Canine hyperadrenocorticism – a diagnostic and therapeutic update

Eighty-five per cent of cases are attributed to excessive adrenocorticotropic hormone (ACTH) production from a pituitary tumour (pituitary-dependent hyperadrenocorticism or PDH). Pituitary tumours may arise from the pars distalis (70 per cent of PDH) and the pars intermedia (30 per cent). While most pituitary tumours are small and do not cause intracranial signs (so-called microadenomas), larger macroadenomas can result in concurrent neurological abnormalities.

The remaining 15 per cent of HAC cases are due to a functional adrenocortical adenoma or carcinoma (adrenal-dependent hyperadrenocorticism or ADH). There have been a small number of dogs reported with concurrent pituitary and adrenocortical tumours; however, this is uncommon (Melian et al, 2010).

Clinical signs

Hyperadrenocorticism is known to be particularly common in older terriers, although any breed, of any age, can be affected (^{Figure 1}). The mean age at diagnosis is 11 years old, with more than 75 per cent of PDH cases and 90 per cent of cases of ADH being older than nine years at the time of diagnosis. In general, it is thought PDH tends to occur in smaller dogs (75 per cent of PDH cases are reported in dogs weighing less than 20kg).

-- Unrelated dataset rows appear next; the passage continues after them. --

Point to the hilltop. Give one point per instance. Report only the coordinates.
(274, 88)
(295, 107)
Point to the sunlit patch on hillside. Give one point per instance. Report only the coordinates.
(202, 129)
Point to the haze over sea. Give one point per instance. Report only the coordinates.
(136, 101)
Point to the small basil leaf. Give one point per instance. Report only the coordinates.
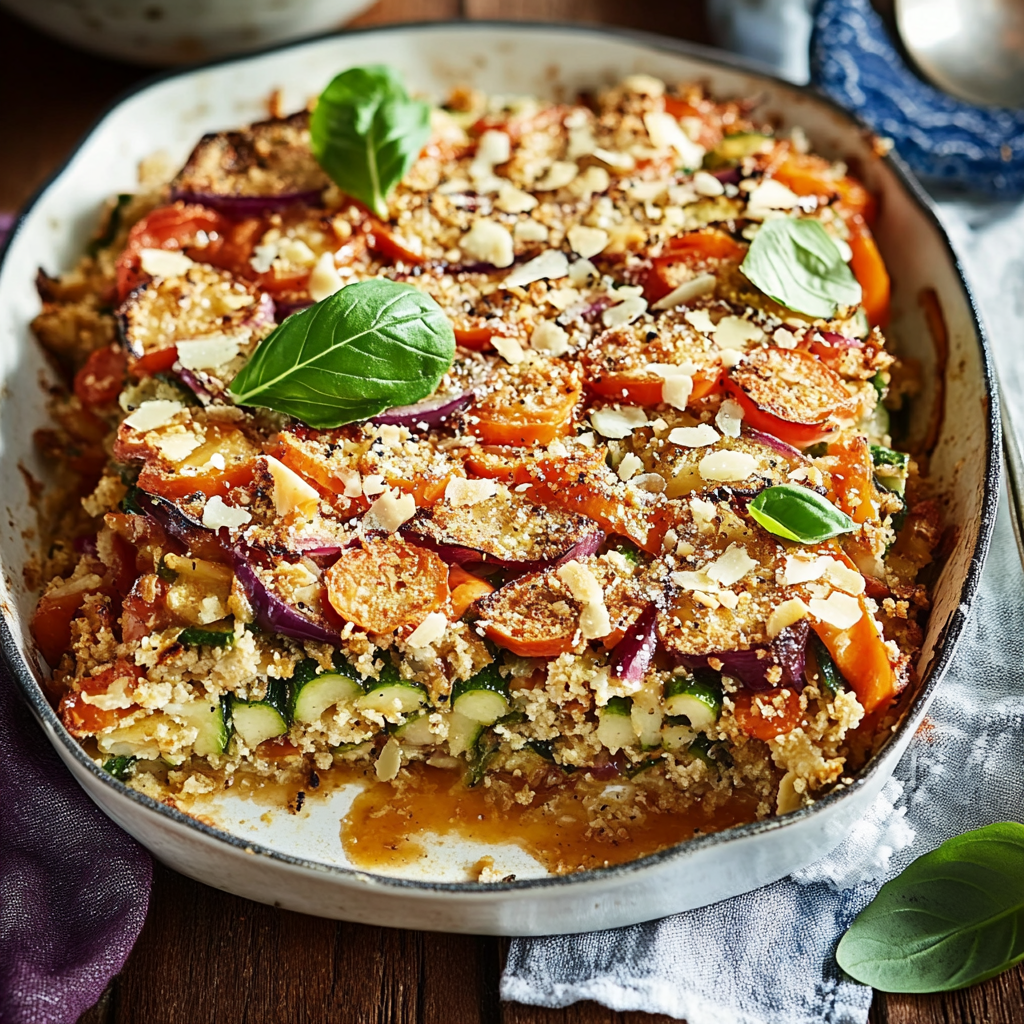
(953, 918)
(371, 346)
(366, 133)
(797, 263)
(799, 514)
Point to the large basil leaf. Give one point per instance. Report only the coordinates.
(366, 133)
(953, 918)
(371, 346)
(799, 514)
(795, 262)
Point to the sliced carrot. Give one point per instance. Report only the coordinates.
(869, 269)
(531, 406)
(765, 716)
(466, 590)
(853, 478)
(386, 584)
(861, 656)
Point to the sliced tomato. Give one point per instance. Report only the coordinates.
(765, 716)
(530, 406)
(853, 479)
(84, 719)
(861, 656)
(202, 470)
(807, 174)
(174, 226)
(790, 394)
(387, 584)
(869, 269)
(701, 249)
(466, 590)
(99, 382)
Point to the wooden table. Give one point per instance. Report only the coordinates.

The clinical signs in dogs with HAC are mainly attributable to the chronic excessive glucocorticoid secretion, although in some cases signs can also result due to local tumour growth/ invasion or metastatic spread.

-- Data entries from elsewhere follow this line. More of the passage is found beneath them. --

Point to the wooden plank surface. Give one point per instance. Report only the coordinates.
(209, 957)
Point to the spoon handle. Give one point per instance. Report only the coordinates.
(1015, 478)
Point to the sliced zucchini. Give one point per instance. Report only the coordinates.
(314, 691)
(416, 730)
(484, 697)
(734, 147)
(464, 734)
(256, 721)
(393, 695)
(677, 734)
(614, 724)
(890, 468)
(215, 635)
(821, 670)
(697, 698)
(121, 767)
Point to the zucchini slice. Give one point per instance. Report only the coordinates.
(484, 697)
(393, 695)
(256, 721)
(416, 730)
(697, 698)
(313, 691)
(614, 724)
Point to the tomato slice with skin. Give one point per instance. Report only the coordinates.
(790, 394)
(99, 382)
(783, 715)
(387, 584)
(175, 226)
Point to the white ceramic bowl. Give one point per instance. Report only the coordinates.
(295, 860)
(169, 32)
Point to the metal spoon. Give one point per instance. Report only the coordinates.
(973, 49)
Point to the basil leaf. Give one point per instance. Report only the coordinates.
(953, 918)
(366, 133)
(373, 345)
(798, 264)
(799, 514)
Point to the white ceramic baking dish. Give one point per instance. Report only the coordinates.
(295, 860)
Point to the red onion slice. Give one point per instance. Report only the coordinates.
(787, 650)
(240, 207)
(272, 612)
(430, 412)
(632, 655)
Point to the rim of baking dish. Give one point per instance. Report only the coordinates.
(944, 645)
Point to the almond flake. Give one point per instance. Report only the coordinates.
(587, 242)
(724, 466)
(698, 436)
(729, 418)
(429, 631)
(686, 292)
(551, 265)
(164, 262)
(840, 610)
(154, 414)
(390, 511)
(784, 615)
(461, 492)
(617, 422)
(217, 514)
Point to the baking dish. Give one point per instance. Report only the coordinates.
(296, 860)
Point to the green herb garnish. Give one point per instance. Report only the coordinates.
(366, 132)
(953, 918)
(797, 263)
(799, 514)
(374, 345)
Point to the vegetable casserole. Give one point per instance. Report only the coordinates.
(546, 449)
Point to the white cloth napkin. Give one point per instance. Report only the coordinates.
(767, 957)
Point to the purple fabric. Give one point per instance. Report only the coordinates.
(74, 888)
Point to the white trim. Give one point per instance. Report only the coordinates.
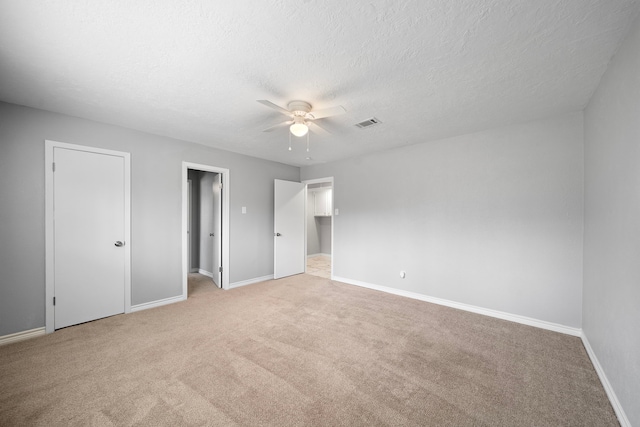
(617, 407)
(333, 222)
(158, 303)
(21, 336)
(49, 224)
(319, 254)
(576, 332)
(204, 272)
(251, 281)
(225, 222)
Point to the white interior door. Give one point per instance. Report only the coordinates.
(217, 229)
(289, 202)
(89, 230)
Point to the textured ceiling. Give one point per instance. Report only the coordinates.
(193, 70)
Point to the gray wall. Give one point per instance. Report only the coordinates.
(492, 219)
(156, 204)
(611, 309)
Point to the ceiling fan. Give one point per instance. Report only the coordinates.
(302, 118)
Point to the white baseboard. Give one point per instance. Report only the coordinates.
(204, 272)
(158, 303)
(250, 281)
(21, 336)
(617, 407)
(467, 307)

Clinical signs commonly associated with the disease include polyuria/polydipsia, polyphagia, lethargy, abdominal distension, hepatomegaly, muscle atrophy and dermatological changes (bilateral truncal alopecia, generalised coat thinning, development of a “rat” tail, calcinosis cutis, thinning of the skin and hyperpigmentation).

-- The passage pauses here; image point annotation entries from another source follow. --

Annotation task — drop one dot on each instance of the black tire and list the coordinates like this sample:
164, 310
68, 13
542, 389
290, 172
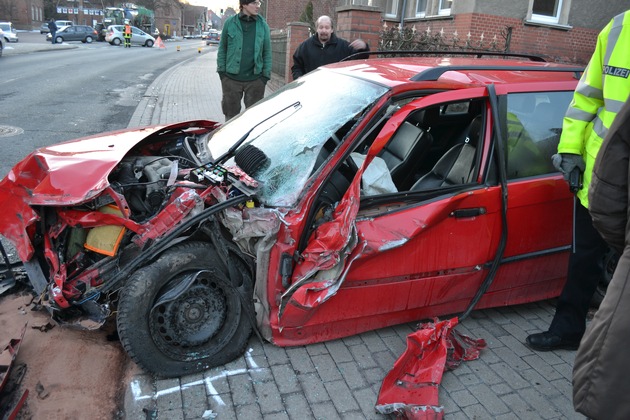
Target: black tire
201, 327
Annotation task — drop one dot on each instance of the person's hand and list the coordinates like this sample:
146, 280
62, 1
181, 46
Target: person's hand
567, 162
358, 44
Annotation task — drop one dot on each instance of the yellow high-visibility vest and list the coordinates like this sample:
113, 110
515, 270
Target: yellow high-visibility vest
602, 90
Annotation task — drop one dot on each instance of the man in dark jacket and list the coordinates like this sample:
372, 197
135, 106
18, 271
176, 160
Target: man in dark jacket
52, 26
323, 48
601, 370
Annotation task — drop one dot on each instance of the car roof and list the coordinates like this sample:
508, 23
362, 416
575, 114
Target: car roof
454, 72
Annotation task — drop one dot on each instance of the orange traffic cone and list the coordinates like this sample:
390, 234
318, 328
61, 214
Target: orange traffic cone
160, 43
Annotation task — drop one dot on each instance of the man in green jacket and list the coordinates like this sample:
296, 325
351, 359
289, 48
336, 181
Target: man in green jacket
603, 89
244, 58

Other clinical signs reported less commonly include facial nerve paralysis, other peripheral neuropathies/myopathies and, in cases of macroadenomas, blindness, anorexia and mental dullness.

Diagnosis

A diagnosis of HAC can be difficult to reach and should only be sought in animals with consistent history and physical examination. In general, animals with uncomplicated HAC are clinically well; if at all possible, testing for HAC should be avoided in sick animals (for example, those with concurrent pancreatitis should have recovered from the pancreatitis prior to testing for HAC).

To help support the diagnosis all dogs should undergo clinicopathological testing, including haematology, serum biochemistry, urinalysis and specific endocrine testing. Animals diagnosed with HAC should also have abdominal ultrasonography performed alongside assessment of endogenous ACTH to help differentiate PDH from ADH.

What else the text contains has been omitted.